Hersh, who's won the Pulitzer himself as well as virtually every other award his profession can bestow, is famous for breaking the story of the My Lai massacre committed by US troops in South Vietnam in 1968. He did groundbreaking work on the Watergate scandal, and he's continued to be a thorn in the side of official government narratives for decades, writing scathingly about the ongoing wars in Iraq and Afghanistan, the Clinton and Bush administrations, the prisoner abuses at Abu Ghraib and elsewhere, and the killing of Osama bin Laden.
In "Reporter," readers get the protracted and often breakneck efforts behind these stories – the legwork, the poring over documents, and most of all, the handling of confidential sources, one of the mainstays of Hersh's career. Sources were so vital a part of his work, in fact, that Hersh thinks the word is too weak to describe the relationship. “I shared 6:00 am breakfasts in diners and other offbeat places with my sources, and many lunches and dinners with them when they were on duty outside Washington,” he writes. “These insiders quickly became more than sources; they were friends and stayed friends after they left government.”
These sources are drawn like characters in a novel, as are all the various powerful government officials with whom Hersh has contended over the years (none more so than Henry Kissinger, about whom Hersh writes, “the man lied the way most people breathed”).

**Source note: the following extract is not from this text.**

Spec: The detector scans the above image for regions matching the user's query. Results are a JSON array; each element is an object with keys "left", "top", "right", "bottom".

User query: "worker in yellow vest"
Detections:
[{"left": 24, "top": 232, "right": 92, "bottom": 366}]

All the key figures of a long and storied career come alive again in Hersh's vivid recollections (with the curious exception of his wife, but maybe that's simple old-fashioned discretion), from sources to adversaries to old allies like New York Times managing editor Abe Rosenthal and other colleagues from Hersh's old newspaper days. Those days ended abruptly when a Times editor showed Hersh a back-channel memo critical of him: “[the editor] was appalled at the utter stupidity of the note and the insult to me therein. I resigned immediately, without saying why, and took a long-standing offer to write a book about Henry Kissinger. I would never work regularly for a newspaper again.”
The book is full of smooth storytelling and well-turned anecdotes, but it can be a bumpy ride. Poor old Abe Rosenthal isn't the only editor in these pages who'll elicit reader sympathy; Hersh does very little to hide the fact that he could frequently be a nightmare to work with. Ultimately the book yields up a warts-and-all picture not just of Hersh but of an entire era of journalism. It's as captivating an account of that era than anything since Judith Miller's terrific 2015 book "The Story: A Reporter's Journey" – and of course this particular story is ongoing.